= Gangsters (board game) =

Gangsters is a board game about American organized crime syndicates

Cover art by George Parrish Jr., 1992

Gangsters is a board game about American organized crime syndicates in the 1920s that was published by Avalon Hill in 1992.

==Description==
Gangsters is a game for 2–4 players in which players are members of a gang in Prohibition-era Chicago.
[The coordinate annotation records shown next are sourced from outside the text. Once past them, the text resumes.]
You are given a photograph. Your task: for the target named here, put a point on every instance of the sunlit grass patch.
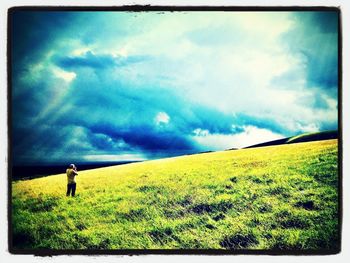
(278, 197)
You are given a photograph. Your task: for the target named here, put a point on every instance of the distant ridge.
(306, 137)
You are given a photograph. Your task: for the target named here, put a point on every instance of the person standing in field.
(72, 185)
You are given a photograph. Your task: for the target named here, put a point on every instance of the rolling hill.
(306, 137)
(276, 198)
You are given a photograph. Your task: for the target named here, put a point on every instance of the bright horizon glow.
(116, 85)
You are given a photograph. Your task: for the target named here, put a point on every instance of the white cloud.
(250, 136)
(65, 75)
(162, 118)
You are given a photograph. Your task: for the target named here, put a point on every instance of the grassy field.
(278, 197)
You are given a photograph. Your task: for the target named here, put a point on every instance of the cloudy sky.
(111, 86)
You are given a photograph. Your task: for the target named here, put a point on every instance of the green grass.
(279, 197)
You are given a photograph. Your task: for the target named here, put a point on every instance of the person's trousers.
(71, 189)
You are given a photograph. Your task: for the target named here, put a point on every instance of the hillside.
(305, 137)
(279, 197)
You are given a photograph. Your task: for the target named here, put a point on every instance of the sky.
(117, 86)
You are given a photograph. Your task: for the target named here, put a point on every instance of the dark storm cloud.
(75, 95)
(315, 37)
In order to win, players amass money from extortion and other crimes, then buy properties and bribe cops.

===Components===
The game contains
- a 22" x 16" board
- 4 player aid cards
- die-cut cardboard counters and pawns
- 8-page rule book
- five different colored dice (black, red, green, blue, and white)
- 40 pieces of play currency in various denominations
- 1 movement pawn
- 1 squirt gun

===Gameplay===
Each turn, the active player may
- Buy a property (which then becomes the player's "Joint"), or may improve a previously purchased Joint, or may trade a Joint to another player.
- Bribe or move cops
- Move gang members
- Recruit new gang members
- Collect money earned by gang members
- Resolve any shootouts

===Victory conditions===
In the Basic Game, a player wins when the player's gang has at least one Racketeer, one Vamp, and one Thug, and the player has also met any one of three conditions:
- The player controls all properties of one color, or
- The player controls ten Joints, or
- The player has accumulated $10,000

===Optional rules: 5-player game===
A fifth player can join the game as the corrupt Police Commissioner, and can win the game by accumulating $10,000 and having control of one loyal Cop.

==Publication history==
Gangsters was designed by Don Greenwood and published by Avalon Hill in 1992. The board was designed by Charles Kibler, the marker art by Dave Dobyski, and the box cover art by George Parrish Jr.

==Reviews==
In the September 1993 edition of Dragon (Issue #197), Allen Varney commented, "I don’t like seeing criminals glamorized; that said, this design shows a charm and excitement independent of its subject. Don Greenwood has designed games for the Avalon Hill Game Company for about as long as I’ve breathed. Enjoy this tasty fruit of his long experience."